Update: Recent media reports suggest that the Trump administration will be issuing modified travel restrictions before the cases challenging its Muslim ban are argued at the U.S. Supreme Court next month. The Court is likely to ask attorneys to submit new briefs arguing how this affects their case. People For the American Way Foundation and other parties to a recent friend-of-the-court brief on the ban’s religious freedom violations will be closely monitoring the situation.
On October 10, the U.S. Supreme Court is scheduled to hear oral arguments in two cases challenging President Trump’s executive order banning immigration from six Muslim-majority countries. Enacted after Trump’s earlier order was roundly rejected by members of Congress, the courts, and the American people, the current ban is a “fix” in name only. It is still an unconstitutional affront to core American values. As People For the American Way Foundation’s Elliot Mincberg put it:
There’s simply no credible argument that the Trump administration’s order is anything other than a Muslim ban in a not very good disguise. This kind of government action directly contradicts the core values laid out in the First Amendment. It’s critical that Americans of all backgrounds make clear that we won’t accept this kind of unconstitutional attack on our friends and neighbors.
Mincberg’s comments came as PFAW Foundation joined the Southern Poverty Law Center, Americans United for Separation of Church and State, and allied religious and civil rights organizations and members of the clergy on a friend-of-the-court brief filed with the Court on September 18. Our introduction:
Our constitutional order admits of no official denigration of religious minorities or official disfavor toward anyone based on faith or belief. “If there is any fixed star in our constitutional constellation, it is that no official, high or petty, can prescribe what shall be orthodox in politics, nationalism, religion, or other matters of opinion * * *.” W. Va. State Bd. of Educ. v. Barnette, 319 U.S. 624, 642 (1943). Hence, the Religion Clauses of the First Amendment and the Fifth and Fourteenth Amendments’ guarantees of equal protection “all speak with one voice on this point: Absent the most unusual circumstances, one’s religion ought not affect one’s legal rights or duties or benefits.” Bd. of Educ. v. Grumet, 512 U.S. 687, 715 (1994) (O’Connor, J., concurring in part and concurring in the judgment). “[T]he Establishment Clause forbids the government to use religion as a line-drawing criterion. In this respect, the Establishment Clause mirrors the Equal Protection Clause.” Id. at 728 (Kennedy, J., concurring in the judgment).

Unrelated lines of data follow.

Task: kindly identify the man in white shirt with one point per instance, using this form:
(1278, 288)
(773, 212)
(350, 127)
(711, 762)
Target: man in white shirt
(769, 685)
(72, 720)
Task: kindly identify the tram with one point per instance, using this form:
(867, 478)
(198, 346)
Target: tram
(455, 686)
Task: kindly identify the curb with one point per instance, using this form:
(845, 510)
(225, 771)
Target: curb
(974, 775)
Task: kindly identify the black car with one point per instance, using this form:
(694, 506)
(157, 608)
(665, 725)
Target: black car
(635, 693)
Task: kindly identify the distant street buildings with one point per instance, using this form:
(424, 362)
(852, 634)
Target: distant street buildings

This “essential commitment to religious freedom” (Church of the Lukumi Babalu Aye, Inc. v. City of Hialeah, 508 U.S. 520, 524 (1993)) was no accident. “The history of governmentally established religion, both in England and in this country, showed that whenever government had allied itself with one particular form of religion, the inevitable result had been that it had incurred the hatred, disrespect and even contempt of those who held contrary beliefs.” Engel v. Vitale, 370 U.S. 421, 431 (1962). Accordingly, the Framers drafted the First Amendment with “awareness of the historical fact that governmentally established religions and religious persecutions go hand in hand.” Id. at 432.
The challenged Executive Order reneges on our Nation’s commitment to religious freedom by targeting Muslims for opprobrium, denigration, and discrimination based solely on their faith. This marking of one religion for official disfavor—this ban on Muslims—cannot be justified by the government’s asserted interest in combating terrorism, because the Muslim ban is woefully ill-suited to achieving that interest.
The Muslim ban has also unleashed and placed the government’s imprimatur on persecution and violence that endanger lives and rip communities apart. Consequently, attacks on mosques and other anti-Muslim hate crimes have nearly doubled since the Muslim ban was instituted. The Establishment Clause protects against this official incitement of prejudice and cruelty.
The government’s casting of one group as the object of fear, disrespect, and maltreatment is invidious discrimination and an unconstitutional religious preference that cannot withstand scrutiny. This Court should affirm the preliminary injunctions to preserve the “profound commitment to religious liberty” “that has served [this Nation] so well.” (McCreary County v. ACLU of Ky., 545 U.S. 844, 882, 884 (2005) (O’Connor, J., concurring)).